City hears green energy plan proposal


Delaware City Council listened to a presentation from Aspen Energy during Monday’s meeting on the prospects of transitioning the city to a renewable energy program for residents and small business owners, with the option to opt out for each customer.

Residents around central Ohio, including those in Columbus and Grove City, will vote on green energy aggregation plans on Nov. 3.

Aspen Energy was established in Ohio in 2000 and has a supplier base that includes AEP Energy. Aspen Energy is working with AEP as part of AEP’s Integrated Renewable Energy (IRE) program.

“We have a national footprint of electricity and natural gas solutions for commercial and industrial customers, along with residential and small business aggregations throughout the state of Ohio,” said Alan Samuels of Aspen Energy. “We have a deep focus on renewable energy, efficiency, and sustainability programs as they relate to supplying, and behind-the-meter projects.”

Samuel said Aspen Energy first connected with the city of Delaware when his colleague, Jay Sell, opened dialogue with Councilman Chris Jones in 2015 to discuss small business and residential aggregation. Today, Samuels said the driving force of the discussion is centered around a “100% local Ohio renewable electricity generation program for residents and small business owners.”

Samuel added, “At the end of the day, this is about providing residents and small business owners with three choices.”

Those choices include working together to become part of a 100% renewable electricity and gas aggregation program, “contributing to the positive impact on the environment with the additional goal of saving participants money,” Samuels said.

The other options include being a part of the program with the ability to opt into more traditional brown power and natural gas options at a slightly reduced rate, or opting out altogether, leaving residents and small business owners free to shop on their own. Samuels said the choice to opt out can be made at any time by residents and small business owners, with zero penalties as a result.
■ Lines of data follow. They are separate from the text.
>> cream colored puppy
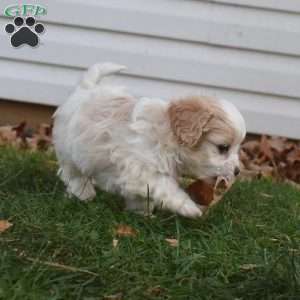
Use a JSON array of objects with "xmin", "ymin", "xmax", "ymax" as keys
[{"xmin": 54, "ymin": 63, "xmax": 246, "ymax": 217}]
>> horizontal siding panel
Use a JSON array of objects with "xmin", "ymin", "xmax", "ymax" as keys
[
  {"xmin": 213, "ymin": 0, "xmax": 300, "ymax": 13},
  {"xmin": 0, "ymin": 0, "xmax": 300, "ymax": 138},
  {"xmin": 0, "ymin": 21, "xmax": 300, "ymax": 97},
  {"xmin": 4, "ymin": 0, "xmax": 300, "ymax": 56},
  {"xmin": 0, "ymin": 60, "xmax": 300, "ymax": 138}
]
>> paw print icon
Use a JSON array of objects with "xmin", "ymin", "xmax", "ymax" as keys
[{"xmin": 5, "ymin": 17, "xmax": 45, "ymax": 48}]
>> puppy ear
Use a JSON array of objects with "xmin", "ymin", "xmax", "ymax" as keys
[{"xmin": 168, "ymin": 100, "xmax": 213, "ymax": 148}]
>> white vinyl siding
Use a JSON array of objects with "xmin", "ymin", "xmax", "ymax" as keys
[{"xmin": 0, "ymin": 0, "xmax": 300, "ymax": 138}]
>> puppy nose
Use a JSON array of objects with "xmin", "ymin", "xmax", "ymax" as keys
[{"xmin": 234, "ymin": 167, "xmax": 240, "ymax": 176}]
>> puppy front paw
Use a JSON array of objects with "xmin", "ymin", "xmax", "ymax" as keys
[{"xmin": 177, "ymin": 201, "xmax": 203, "ymax": 218}]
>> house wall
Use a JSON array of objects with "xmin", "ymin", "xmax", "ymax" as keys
[{"xmin": 0, "ymin": 0, "xmax": 300, "ymax": 138}]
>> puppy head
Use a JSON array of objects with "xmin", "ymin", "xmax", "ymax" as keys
[{"xmin": 168, "ymin": 97, "xmax": 246, "ymax": 180}]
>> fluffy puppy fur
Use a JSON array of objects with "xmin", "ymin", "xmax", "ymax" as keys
[{"xmin": 53, "ymin": 63, "xmax": 246, "ymax": 217}]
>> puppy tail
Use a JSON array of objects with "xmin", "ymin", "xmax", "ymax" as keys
[{"xmin": 81, "ymin": 62, "xmax": 126, "ymax": 89}]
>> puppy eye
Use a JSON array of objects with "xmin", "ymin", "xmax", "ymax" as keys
[{"xmin": 217, "ymin": 144, "xmax": 230, "ymax": 154}]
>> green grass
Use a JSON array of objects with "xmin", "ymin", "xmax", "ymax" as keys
[{"xmin": 0, "ymin": 148, "xmax": 300, "ymax": 300}]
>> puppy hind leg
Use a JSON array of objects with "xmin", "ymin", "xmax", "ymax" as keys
[{"xmin": 58, "ymin": 163, "xmax": 96, "ymax": 201}]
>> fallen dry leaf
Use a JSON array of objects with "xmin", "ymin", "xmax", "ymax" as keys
[
  {"xmin": 260, "ymin": 193, "xmax": 274, "ymax": 198},
  {"xmin": 115, "ymin": 224, "xmax": 137, "ymax": 237},
  {"xmin": 103, "ymin": 293, "xmax": 123, "ymax": 300},
  {"xmin": 165, "ymin": 239, "xmax": 179, "ymax": 247},
  {"xmin": 146, "ymin": 285, "xmax": 164, "ymax": 297},
  {"xmin": 113, "ymin": 239, "xmax": 119, "ymax": 248},
  {"xmin": 240, "ymin": 264, "xmax": 258, "ymax": 271},
  {"xmin": 0, "ymin": 220, "xmax": 13, "ymax": 233}
]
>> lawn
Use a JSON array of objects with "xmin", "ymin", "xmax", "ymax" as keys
[{"xmin": 0, "ymin": 148, "xmax": 300, "ymax": 300}]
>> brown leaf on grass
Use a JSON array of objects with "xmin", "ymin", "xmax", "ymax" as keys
[
  {"xmin": 115, "ymin": 224, "xmax": 137, "ymax": 237},
  {"xmin": 240, "ymin": 264, "xmax": 259, "ymax": 271},
  {"xmin": 240, "ymin": 136, "xmax": 300, "ymax": 183},
  {"xmin": 165, "ymin": 239, "xmax": 179, "ymax": 247},
  {"xmin": 0, "ymin": 220, "xmax": 13, "ymax": 233},
  {"xmin": 146, "ymin": 285, "xmax": 164, "ymax": 297},
  {"xmin": 103, "ymin": 293, "xmax": 123, "ymax": 300},
  {"xmin": 112, "ymin": 239, "xmax": 119, "ymax": 248},
  {"xmin": 12, "ymin": 121, "xmax": 26, "ymax": 137},
  {"xmin": 260, "ymin": 193, "xmax": 274, "ymax": 198},
  {"xmin": 0, "ymin": 126, "xmax": 17, "ymax": 145}
]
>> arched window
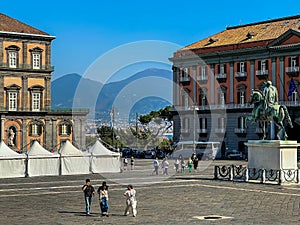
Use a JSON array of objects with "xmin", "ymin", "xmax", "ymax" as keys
[
  {"xmin": 5, "ymin": 45, "xmax": 20, "ymax": 68},
  {"xmin": 218, "ymin": 86, "xmax": 227, "ymax": 105},
  {"xmin": 29, "ymin": 47, "xmax": 43, "ymax": 69},
  {"xmin": 58, "ymin": 120, "xmax": 72, "ymax": 136},
  {"xmin": 199, "ymin": 88, "xmax": 208, "ymax": 106},
  {"xmin": 237, "ymin": 84, "xmax": 247, "ymax": 105},
  {"xmin": 28, "ymin": 120, "xmax": 44, "ymax": 137},
  {"xmin": 29, "ymin": 85, "xmax": 44, "ymax": 111}
]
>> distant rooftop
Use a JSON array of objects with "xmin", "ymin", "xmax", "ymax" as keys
[
  {"xmin": 179, "ymin": 15, "xmax": 300, "ymax": 51},
  {"xmin": 0, "ymin": 13, "xmax": 49, "ymax": 35}
]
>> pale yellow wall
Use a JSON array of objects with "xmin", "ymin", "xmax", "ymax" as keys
[
  {"xmin": 26, "ymin": 44, "xmax": 46, "ymax": 65},
  {"xmin": 3, "ymin": 41, "xmax": 23, "ymax": 63}
]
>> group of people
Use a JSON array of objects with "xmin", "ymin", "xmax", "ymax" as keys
[
  {"xmin": 152, "ymin": 154, "xmax": 199, "ymax": 175},
  {"xmin": 82, "ymin": 179, "xmax": 137, "ymax": 217}
]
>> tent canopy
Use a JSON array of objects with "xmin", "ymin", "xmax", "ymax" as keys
[
  {"xmin": 27, "ymin": 141, "xmax": 54, "ymax": 156},
  {"xmin": 88, "ymin": 140, "xmax": 120, "ymax": 156},
  {"xmin": 59, "ymin": 140, "xmax": 87, "ymax": 156},
  {"xmin": 0, "ymin": 140, "xmax": 25, "ymax": 158}
]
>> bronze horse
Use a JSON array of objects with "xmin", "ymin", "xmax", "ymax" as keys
[{"xmin": 246, "ymin": 90, "xmax": 293, "ymax": 140}]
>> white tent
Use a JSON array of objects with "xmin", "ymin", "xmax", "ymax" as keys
[
  {"xmin": 59, "ymin": 141, "xmax": 90, "ymax": 175},
  {"xmin": 0, "ymin": 141, "xmax": 26, "ymax": 178},
  {"xmin": 88, "ymin": 140, "xmax": 121, "ymax": 173},
  {"xmin": 27, "ymin": 141, "xmax": 59, "ymax": 177}
]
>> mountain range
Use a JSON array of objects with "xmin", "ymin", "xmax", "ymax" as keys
[{"xmin": 51, "ymin": 68, "xmax": 172, "ymax": 120}]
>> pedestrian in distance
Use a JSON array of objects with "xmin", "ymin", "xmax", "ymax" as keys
[
  {"xmin": 124, "ymin": 184, "xmax": 137, "ymax": 217},
  {"xmin": 82, "ymin": 179, "xmax": 95, "ymax": 215},
  {"xmin": 130, "ymin": 156, "xmax": 135, "ymax": 170},
  {"xmin": 123, "ymin": 156, "xmax": 128, "ymax": 170},
  {"xmin": 161, "ymin": 157, "xmax": 169, "ymax": 175},
  {"xmin": 152, "ymin": 157, "xmax": 159, "ymax": 175},
  {"xmin": 193, "ymin": 156, "xmax": 199, "ymax": 172},
  {"xmin": 97, "ymin": 181, "xmax": 109, "ymax": 216},
  {"xmin": 180, "ymin": 158, "xmax": 185, "ymax": 173},
  {"xmin": 187, "ymin": 158, "xmax": 193, "ymax": 173},
  {"xmin": 174, "ymin": 158, "xmax": 180, "ymax": 173}
]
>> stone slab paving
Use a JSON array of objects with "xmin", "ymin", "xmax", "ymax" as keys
[{"xmin": 0, "ymin": 160, "xmax": 300, "ymax": 225}]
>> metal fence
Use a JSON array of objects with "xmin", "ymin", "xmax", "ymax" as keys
[{"xmin": 214, "ymin": 165, "xmax": 300, "ymax": 184}]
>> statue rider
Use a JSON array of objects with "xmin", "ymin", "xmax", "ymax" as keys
[
  {"xmin": 254, "ymin": 80, "xmax": 278, "ymax": 120},
  {"xmin": 263, "ymin": 80, "xmax": 278, "ymax": 116}
]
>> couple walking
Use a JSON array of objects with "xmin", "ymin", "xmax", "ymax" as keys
[{"xmin": 82, "ymin": 179, "xmax": 137, "ymax": 217}]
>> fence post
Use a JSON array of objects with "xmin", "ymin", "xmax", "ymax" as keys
[
  {"xmin": 244, "ymin": 167, "xmax": 249, "ymax": 182},
  {"xmin": 261, "ymin": 168, "xmax": 266, "ymax": 184},
  {"xmin": 214, "ymin": 166, "xmax": 218, "ymax": 180}
]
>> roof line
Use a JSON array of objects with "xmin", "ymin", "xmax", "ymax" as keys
[
  {"xmin": 0, "ymin": 31, "xmax": 56, "ymax": 39},
  {"xmin": 226, "ymin": 14, "xmax": 300, "ymax": 30}
]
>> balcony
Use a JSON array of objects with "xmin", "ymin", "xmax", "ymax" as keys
[
  {"xmin": 197, "ymin": 75, "xmax": 208, "ymax": 84},
  {"xmin": 285, "ymin": 66, "xmax": 299, "ymax": 77},
  {"xmin": 234, "ymin": 72, "xmax": 247, "ymax": 81},
  {"xmin": 179, "ymin": 77, "xmax": 191, "ymax": 83},
  {"xmin": 216, "ymin": 73, "xmax": 227, "ymax": 83},
  {"xmin": 197, "ymin": 128, "xmax": 207, "ymax": 134},
  {"xmin": 255, "ymin": 70, "xmax": 269, "ymax": 80}
]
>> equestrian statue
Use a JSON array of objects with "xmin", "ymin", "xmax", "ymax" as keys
[{"xmin": 246, "ymin": 81, "xmax": 293, "ymax": 140}]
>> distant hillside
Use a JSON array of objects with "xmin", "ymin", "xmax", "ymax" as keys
[{"xmin": 51, "ymin": 69, "xmax": 172, "ymax": 120}]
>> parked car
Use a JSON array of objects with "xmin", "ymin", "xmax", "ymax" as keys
[{"xmin": 226, "ymin": 150, "xmax": 243, "ymax": 159}]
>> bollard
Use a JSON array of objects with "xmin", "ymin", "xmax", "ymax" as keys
[
  {"xmin": 214, "ymin": 166, "xmax": 218, "ymax": 180},
  {"xmin": 244, "ymin": 168, "xmax": 249, "ymax": 182},
  {"xmin": 261, "ymin": 168, "xmax": 266, "ymax": 184}
]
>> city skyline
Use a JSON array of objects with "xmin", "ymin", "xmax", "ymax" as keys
[{"xmin": 0, "ymin": 0, "xmax": 300, "ymax": 80}]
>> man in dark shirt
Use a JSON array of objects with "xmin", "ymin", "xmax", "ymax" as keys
[{"xmin": 82, "ymin": 179, "xmax": 95, "ymax": 215}]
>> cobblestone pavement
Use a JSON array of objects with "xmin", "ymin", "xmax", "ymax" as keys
[{"xmin": 0, "ymin": 160, "xmax": 300, "ymax": 225}]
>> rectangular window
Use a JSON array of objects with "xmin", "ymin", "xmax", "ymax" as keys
[
  {"xmin": 8, "ymin": 52, "xmax": 18, "ymax": 68},
  {"xmin": 32, "ymin": 93, "xmax": 41, "ymax": 111},
  {"xmin": 8, "ymin": 92, "xmax": 18, "ymax": 111},
  {"xmin": 32, "ymin": 54, "xmax": 41, "ymax": 69}
]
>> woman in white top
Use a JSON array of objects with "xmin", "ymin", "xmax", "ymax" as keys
[{"xmin": 124, "ymin": 185, "xmax": 137, "ymax": 217}]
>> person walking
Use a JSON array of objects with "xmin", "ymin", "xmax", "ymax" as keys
[
  {"xmin": 193, "ymin": 156, "xmax": 199, "ymax": 172},
  {"xmin": 130, "ymin": 156, "xmax": 135, "ymax": 170},
  {"xmin": 180, "ymin": 158, "xmax": 185, "ymax": 173},
  {"xmin": 174, "ymin": 158, "xmax": 180, "ymax": 173},
  {"xmin": 152, "ymin": 157, "xmax": 159, "ymax": 175},
  {"xmin": 187, "ymin": 158, "xmax": 193, "ymax": 173},
  {"xmin": 161, "ymin": 157, "xmax": 169, "ymax": 175},
  {"xmin": 124, "ymin": 184, "xmax": 137, "ymax": 217},
  {"xmin": 82, "ymin": 179, "xmax": 95, "ymax": 215},
  {"xmin": 97, "ymin": 181, "xmax": 109, "ymax": 216}
]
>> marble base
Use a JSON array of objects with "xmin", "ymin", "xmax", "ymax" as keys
[{"xmin": 245, "ymin": 140, "xmax": 298, "ymax": 170}]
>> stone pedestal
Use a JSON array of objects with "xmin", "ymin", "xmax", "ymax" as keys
[{"xmin": 245, "ymin": 140, "xmax": 298, "ymax": 170}]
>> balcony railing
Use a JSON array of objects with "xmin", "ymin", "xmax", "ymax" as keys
[
  {"xmin": 234, "ymin": 72, "xmax": 247, "ymax": 78},
  {"xmin": 197, "ymin": 128, "xmax": 207, "ymax": 134},
  {"xmin": 255, "ymin": 70, "xmax": 269, "ymax": 76},
  {"xmin": 234, "ymin": 128, "xmax": 247, "ymax": 134},
  {"xmin": 216, "ymin": 73, "xmax": 227, "ymax": 79},
  {"xmin": 215, "ymin": 128, "xmax": 226, "ymax": 134},
  {"xmin": 179, "ymin": 77, "xmax": 190, "ymax": 82}
]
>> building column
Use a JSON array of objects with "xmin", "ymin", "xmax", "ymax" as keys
[
  {"xmin": 279, "ymin": 57, "xmax": 284, "ymax": 101},
  {"xmin": 1, "ymin": 118, "xmax": 5, "ymax": 141},
  {"xmin": 250, "ymin": 60, "xmax": 255, "ymax": 90},
  {"xmin": 229, "ymin": 62, "xmax": 234, "ymax": 104},
  {"xmin": 271, "ymin": 57, "xmax": 276, "ymax": 86},
  {"xmin": 209, "ymin": 64, "xmax": 216, "ymax": 105},
  {"xmin": 44, "ymin": 76, "xmax": 51, "ymax": 111},
  {"xmin": 192, "ymin": 66, "xmax": 197, "ymax": 105},
  {"xmin": 21, "ymin": 76, "xmax": 29, "ymax": 110}
]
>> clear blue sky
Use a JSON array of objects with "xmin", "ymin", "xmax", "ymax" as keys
[{"xmin": 0, "ymin": 0, "xmax": 300, "ymax": 79}]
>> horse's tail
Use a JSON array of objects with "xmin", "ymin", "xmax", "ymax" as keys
[{"xmin": 280, "ymin": 105, "xmax": 293, "ymax": 128}]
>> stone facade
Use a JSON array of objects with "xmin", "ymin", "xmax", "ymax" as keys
[{"xmin": 0, "ymin": 14, "xmax": 88, "ymax": 151}]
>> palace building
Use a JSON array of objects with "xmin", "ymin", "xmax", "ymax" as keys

Samuels said AEP’s IRE program is “leading the pack, in our minds, for innovative, competitive, green power solutions.” He said some of the early adopters of the IRE program include the Google data centers in New Albany, John Glenn International Airport, and, perhaps, the cities of Columbus and Grove City, who have measures on the upcoming ballot.

Sell, who leads Aspen Energy’s aggregation efforts, said Aspen Energy currently works with approximately 45 communities around Ohio on energy aggregation programs.

Chris Bailey, who runs AEP’s aggregation efforts in both Ohio and Illinois, supported Aspen Energy’s request to Delaware, saying, “We work with them a lot. They are very professional, knowledgeable about aggregation and what it takes to implement a successful program from start to finish if you decide to move to the next step.”

Bailey went on to point out that cities are responsible for 70% of all harmful carbon emissions produced in the United States. He said those emissions are linked to climate change, pollution, illnesses such as asthma, and “other negative effects.”

“Opt-out aggregation is a great way for cities to significantly reduce its carbon footprint relatively quickly,” Bailey said.

“We are proposing to council that both electricity and natural gas aggregation measures be placed on a future ballot, which is the first step in creating community cohesion to make these renewable options even possible for consideration,” Samuels said. “Aspen Energy would represent the community’s best interest in this journey.”

Asked by City Manager Tom Homan what has changed in renewable energy today that has made it a much more viable option for cities than it was in years past, Sell said, “Local solar and wind assets are available now, whereas before, there weren’t nearly as many of them. And I think this AEP program is really trying to marry local renewable energy with cost-effective prices as well.”

Sell said the cost of renewable energy is the biggest variable that has changed, saying that Ohio renewable energy was available in the past, but at a very expensive cost that “wouldn’t make any sense at all for residents or small businesses.”

Homan called the program “a big lift” in terms of the city’s work should they choose to pursue the program and a ballot measure further. He said council needs to prioritize its projects for the next year, given how much it currently has on its plates, and that his office owes it to council to provide a further report to them on the program. However, Homan did acknowledge he has heard support for the program.

Homan said he plans to reach out to his counterparts in cities such as Worthington, which adopted an aggregation plan in 2018.